Казалось просто неестественным не прийти вечером в клуб. Там был наш дом и наша школа. Наши песни повторялись каждый вечер, все пели хором. Беседы не отличались разнообразием. А почему так тянуло туда, в этот обставленный шаткими скамейками зал, где и портретов ничьих не висело? В те годы и портреты Ленина редко печатались – даже в газетах.
Комсомольский клуб двадцатых годов несравним ни с чем другим. Он не был помещением для мероприятий, задачей которых было завлечь избалованную зрелищами молодежь. Избалованы мы не были – мы пришли на пустыри бескультурья. И вопросы наши были ясными и в высшей степени серьезными: политика и только она. Наш клуб был чем-то вроде того клуба в здании монастыря святого Иакова в Париже, от которого получили свое название якобинцы.
Как и всякая другая молодежь, мы любили компанию. Но тут действовало нечто более сильное, чем обычная склонность повеселиться сообща. Из всех наших чувств наиболее жарко горело одно – и как раз то, которое лучше горит не в одиночку и не вдвоем, а в человеческом множестве. Революционный дух всегда массовый.

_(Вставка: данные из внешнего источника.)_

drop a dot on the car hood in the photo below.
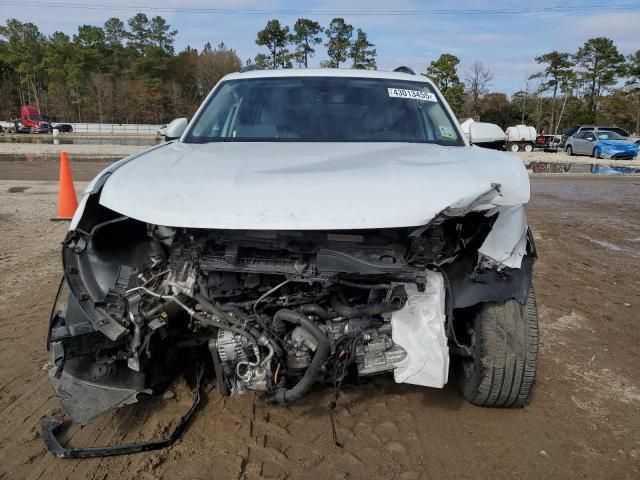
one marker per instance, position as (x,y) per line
(617,144)
(307,186)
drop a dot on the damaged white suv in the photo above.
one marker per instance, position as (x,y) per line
(306,225)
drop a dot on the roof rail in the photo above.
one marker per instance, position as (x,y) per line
(249,68)
(403,69)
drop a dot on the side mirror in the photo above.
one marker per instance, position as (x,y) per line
(176,128)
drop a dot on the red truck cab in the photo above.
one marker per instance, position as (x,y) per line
(31,121)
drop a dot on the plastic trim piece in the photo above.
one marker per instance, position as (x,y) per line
(50,426)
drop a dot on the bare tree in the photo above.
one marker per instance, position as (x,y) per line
(477,80)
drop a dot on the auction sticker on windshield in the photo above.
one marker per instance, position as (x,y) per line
(417,94)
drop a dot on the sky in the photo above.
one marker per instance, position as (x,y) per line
(505,36)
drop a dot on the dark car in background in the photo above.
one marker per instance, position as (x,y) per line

Клуб формировал наши души. Он был котлом, в котором мы варились (так и говорили тогда: "провариться в рабочем – или комсомольском – котле").

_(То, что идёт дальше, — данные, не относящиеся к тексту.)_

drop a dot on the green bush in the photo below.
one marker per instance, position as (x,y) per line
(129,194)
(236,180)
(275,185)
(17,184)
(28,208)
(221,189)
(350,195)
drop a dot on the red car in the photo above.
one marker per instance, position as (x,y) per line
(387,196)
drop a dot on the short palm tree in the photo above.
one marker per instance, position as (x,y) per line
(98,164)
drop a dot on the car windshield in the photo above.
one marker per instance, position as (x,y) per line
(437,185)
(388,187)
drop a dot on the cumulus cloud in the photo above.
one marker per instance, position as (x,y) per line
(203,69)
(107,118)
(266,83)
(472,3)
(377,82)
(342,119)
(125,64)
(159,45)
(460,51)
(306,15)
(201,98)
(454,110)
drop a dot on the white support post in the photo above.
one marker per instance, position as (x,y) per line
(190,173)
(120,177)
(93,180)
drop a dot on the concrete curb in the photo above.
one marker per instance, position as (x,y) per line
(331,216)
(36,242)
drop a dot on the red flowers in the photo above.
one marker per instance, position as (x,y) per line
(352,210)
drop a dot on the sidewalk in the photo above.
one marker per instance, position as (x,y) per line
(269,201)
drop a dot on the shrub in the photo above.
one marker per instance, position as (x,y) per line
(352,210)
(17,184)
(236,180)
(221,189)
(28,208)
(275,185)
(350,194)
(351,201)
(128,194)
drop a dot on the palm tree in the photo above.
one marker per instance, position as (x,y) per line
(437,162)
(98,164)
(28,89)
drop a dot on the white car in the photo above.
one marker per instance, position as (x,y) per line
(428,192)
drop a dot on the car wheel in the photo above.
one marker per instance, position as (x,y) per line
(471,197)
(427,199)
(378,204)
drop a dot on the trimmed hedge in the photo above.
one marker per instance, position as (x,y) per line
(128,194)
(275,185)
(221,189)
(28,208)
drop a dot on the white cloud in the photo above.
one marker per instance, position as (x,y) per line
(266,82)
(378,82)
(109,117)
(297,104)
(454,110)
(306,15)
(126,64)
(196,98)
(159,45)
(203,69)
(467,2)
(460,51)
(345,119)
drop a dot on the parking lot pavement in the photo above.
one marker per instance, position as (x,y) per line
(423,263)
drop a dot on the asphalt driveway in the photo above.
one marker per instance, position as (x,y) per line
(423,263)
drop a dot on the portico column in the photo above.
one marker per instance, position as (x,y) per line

Что роднило нас? Клубные занятия? Наивные эстрадные постановки? Нас роднила чистота побуждений. Мы видели друг в друге: каждый пришел сюда с чистым намерением, намерением защищать коммунизм, не жалея своей жизни – вопрос о жизни и смерти не был тогда праздным. Здесь бесполезно искать праздную жизнь или возможность "устроиться". Здесь для нас – школа равенства коммунистов. Каждый из нас был готов голодать и рисковать жизнью без самолюбования и без хныканья. Того, кто рисовался или хныкал, обзывали "гнилым интеллигентом". "Гнилой интеллигент" – одна из самых обидных тогдашних кличек. Хуже него считался только шкурник. Из "гнилого интеллигента" еще можно сделать человека, но шкурник неисправим. Шкурника надо гнать в шею.

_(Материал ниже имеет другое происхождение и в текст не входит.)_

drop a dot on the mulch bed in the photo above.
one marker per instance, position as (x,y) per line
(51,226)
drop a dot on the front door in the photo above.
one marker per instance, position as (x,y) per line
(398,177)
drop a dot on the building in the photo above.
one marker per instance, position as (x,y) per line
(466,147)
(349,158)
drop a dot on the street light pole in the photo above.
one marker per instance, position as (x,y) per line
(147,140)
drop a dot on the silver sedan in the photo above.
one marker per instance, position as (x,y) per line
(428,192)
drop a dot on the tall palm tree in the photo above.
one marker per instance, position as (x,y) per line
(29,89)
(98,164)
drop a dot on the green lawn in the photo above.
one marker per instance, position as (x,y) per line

В ненависти к шкурникам, в презрении к "устроителям" своих дел и лежала, я думаю, основа столь обычного тогда явления – подчеркнутого равнодушия к внешности, к костюму, к обстановке. Мы не любили тех, кто слишком заботился о своей персоне.
Перед нами стоял образ человека, о котором мы твердо знали: он живет так же просто, как и мы. Он – первый во всем. Он первый также в осуществлении принципа равенства среди коммунистов. Он мог бы, но не желает получить для себя лично больше того, что имеет каждый товарищ. Слово "товарищ" звучало родственней, чем "брат".
– Ты смотришь на меня, как на женщину, а не как на товарища – оскорбленно говорила комсомолка. И, чтобы не походить на женщину, коротко стриглась и одевала солдатские штаны, сапоги и гимнастерку.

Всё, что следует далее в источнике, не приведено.